Death of a Dictator and birth of a martyr
Hello Everyone,
I have not put the usual picture up as far too many pictures have been published and disseminated on this subject already.
Pardon me for pointing this one out, but as far as I am concerned, public executions were outlawed in this country nearly 200 years ago. Yet over the past day or so, we have seen the death of another human being televised time and time again.
Now, let me make this very clear from the start - Portia is/was no fan of Saddam Hussein - he was a murderous brute who richly deserved locking up and throwing away the key.
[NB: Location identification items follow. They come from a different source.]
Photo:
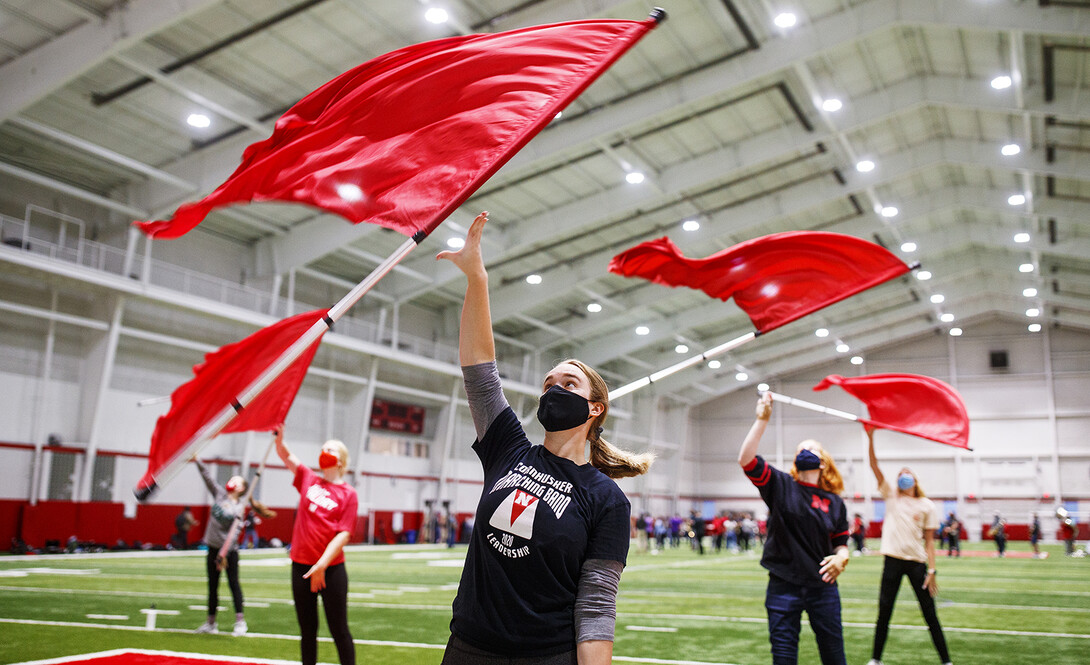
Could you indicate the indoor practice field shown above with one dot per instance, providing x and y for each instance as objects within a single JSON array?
[{"x": 675, "y": 606}]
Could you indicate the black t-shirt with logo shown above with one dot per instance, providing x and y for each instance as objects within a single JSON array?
[
  {"x": 540, "y": 518},
  {"x": 806, "y": 524}
]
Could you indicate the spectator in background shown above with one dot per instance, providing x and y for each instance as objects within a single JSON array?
[
  {"x": 953, "y": 530},
  {"x": 859, "y": 533},
  {"x": 1034, "y": 536},
  {"x": 1067, "y": 533},
  {"x": 747, "y": 531},
  {"x": 698, "y": 532},
  {"x": 998, "y": 532},
  {"x": 676, "y": 530},
  {"x": 183, "y": 522}
]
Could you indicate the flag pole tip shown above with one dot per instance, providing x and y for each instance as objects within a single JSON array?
[{"x": 144, "y": 493}]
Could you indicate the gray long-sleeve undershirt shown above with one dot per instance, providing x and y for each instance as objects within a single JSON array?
[{"x": 598, "y": 579}]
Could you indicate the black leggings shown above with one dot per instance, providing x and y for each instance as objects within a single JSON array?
[
  {"x": 916, "y": 571},
  {"x": 335, "y": 601},
  {"x": 461, "y": 653},
  {"x": 232, "y": 580}
]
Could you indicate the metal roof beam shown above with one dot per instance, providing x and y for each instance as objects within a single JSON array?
[{"x": 43, "y": 70}]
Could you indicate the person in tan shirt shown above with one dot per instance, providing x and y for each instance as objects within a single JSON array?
[{"x": 908, "y": 545}]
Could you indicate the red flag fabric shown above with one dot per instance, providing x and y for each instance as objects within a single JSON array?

However, just because Mr Hussein was a murderous brute does not mean that we in the UK and the so-called civilised world have to sink to his level and actually witness the death of another human being as we sit cosily on our sofas watching the television.
The Leader of the Liberal Democrat Party in the UK, Sir Menzies Campbell, summed it up pretty well as far as I am concerned. He said that a person's final moments are an intensely private matter and to televise such moment is grossly offensive to anyone with any pretensions to humanity. It is true that Mr Hussein sent thousands of people to their deaths, but in sharing in the disgraceful media circus surrounding his own death - who are we to call ourselves any better than he?
In his final words from the scaffold, Mr Hussein stated that he had been a fighter and a political activist all his life and that he had no fear of death. A political activist like Mr Hussein would know that a show of bravery in the face of death would obliterate the images we all carry in our minds of the atrocities he committed during his life.
Since he was pulled out his fox hole near Tikrit, Mr Hussein has been orchestrating his own death and his own immortality. His behaviour on the scaffold was that of a man seeking to surround himself with an aura of heroism.
It seems that Hussein has managed to craftily achieve his own immortality - the media and each of us who has watched those videos have given the man the oxygen of publicity at the moment of death.
Each and every one of us who has taken part has played our part in creating a very dangerous martyr.